Hidden Final Boss: One of my issues as I went on through the game was not having that through line that tied things together. Well, after completing your main characters story, you are offered a through line and a new final boss to head towards. I enjoy that this is a part of the game because things like the Gate of Finis are mentioned throughout multiple character arcs and the Obsidians as well. I just don’t know how I feel about how it’s handled.

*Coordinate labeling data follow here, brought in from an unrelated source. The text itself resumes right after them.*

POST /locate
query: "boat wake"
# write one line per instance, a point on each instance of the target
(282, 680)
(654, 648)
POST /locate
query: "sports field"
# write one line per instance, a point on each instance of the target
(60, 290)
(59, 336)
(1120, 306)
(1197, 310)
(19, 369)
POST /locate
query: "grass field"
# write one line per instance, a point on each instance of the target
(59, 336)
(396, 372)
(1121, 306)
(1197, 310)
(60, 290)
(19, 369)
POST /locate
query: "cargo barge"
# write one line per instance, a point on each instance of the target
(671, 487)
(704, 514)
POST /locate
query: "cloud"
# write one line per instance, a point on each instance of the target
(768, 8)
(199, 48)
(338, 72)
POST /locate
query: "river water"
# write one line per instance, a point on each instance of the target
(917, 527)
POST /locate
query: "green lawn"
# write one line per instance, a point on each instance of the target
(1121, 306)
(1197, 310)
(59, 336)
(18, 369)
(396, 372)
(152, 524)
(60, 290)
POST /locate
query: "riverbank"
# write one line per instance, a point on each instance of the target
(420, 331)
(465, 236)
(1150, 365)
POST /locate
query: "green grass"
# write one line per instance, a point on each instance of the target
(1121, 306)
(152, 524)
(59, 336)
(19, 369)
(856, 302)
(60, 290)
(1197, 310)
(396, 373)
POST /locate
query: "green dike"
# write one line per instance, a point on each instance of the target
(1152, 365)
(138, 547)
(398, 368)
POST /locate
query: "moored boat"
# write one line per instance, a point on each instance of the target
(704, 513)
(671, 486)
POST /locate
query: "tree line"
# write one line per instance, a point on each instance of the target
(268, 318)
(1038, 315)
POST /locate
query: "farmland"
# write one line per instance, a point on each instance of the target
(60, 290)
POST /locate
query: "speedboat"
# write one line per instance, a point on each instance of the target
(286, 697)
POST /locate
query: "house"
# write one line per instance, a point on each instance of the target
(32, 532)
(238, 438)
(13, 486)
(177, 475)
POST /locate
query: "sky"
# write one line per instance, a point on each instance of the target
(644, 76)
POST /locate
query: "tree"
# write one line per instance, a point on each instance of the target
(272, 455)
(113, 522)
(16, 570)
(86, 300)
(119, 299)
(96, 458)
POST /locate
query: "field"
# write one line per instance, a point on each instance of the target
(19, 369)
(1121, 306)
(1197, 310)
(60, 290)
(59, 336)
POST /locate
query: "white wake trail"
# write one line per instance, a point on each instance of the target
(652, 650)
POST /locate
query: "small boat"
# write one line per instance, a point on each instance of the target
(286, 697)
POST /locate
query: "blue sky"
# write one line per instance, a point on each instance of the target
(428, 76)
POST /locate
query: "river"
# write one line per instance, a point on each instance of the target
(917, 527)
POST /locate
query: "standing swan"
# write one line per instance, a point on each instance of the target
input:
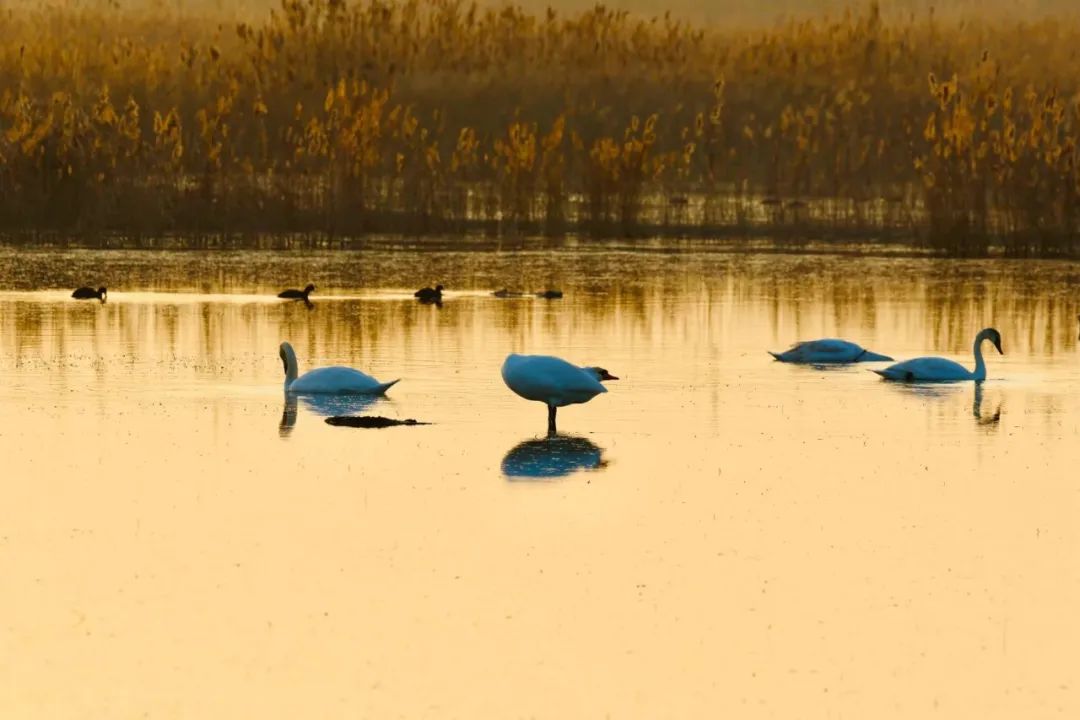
(336, 379)
(827, 350)
(939, 369)
(553, 381)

After completing some side quests that open up, you can head towards the Ruins of Hornburg and through the Gate of Finis. Once there, you’ can’t leave. You must face eight bosses before unlocking the final, real end game boss. The problem is, right before the final boss fight, you are told to split your party into two groups. If you’ve read up to this point, past a certain part of the game, I didn’t level the other four party members because I just didn’t enjoy them as much. I’m now punished for that after spending 45 minutes fighting through eight bosses. I get decimated because I have four party members around level 70, and four in the mid-thirties.
Once dead, you return to your last save, forcing you to fight through the eight bosses again before attempting the final boss. So now I’m forced to make a decision. Do I grind the other four party members to the 70’s as well, and then go through the 45 minutes of bosses before even attempting the final boss again? I don’t really know right now. If I do decide to get that far and fail again, I can’t imagine sinking the time into that boss gauntlet again. It’s bloating, not fun, and I think those are the areas that RPGs can really fail at.
Maybe I’ll give an update if I do decide to push through, but at this point, time is more precious to me and there are tons of other games out there I feel that I can dive into.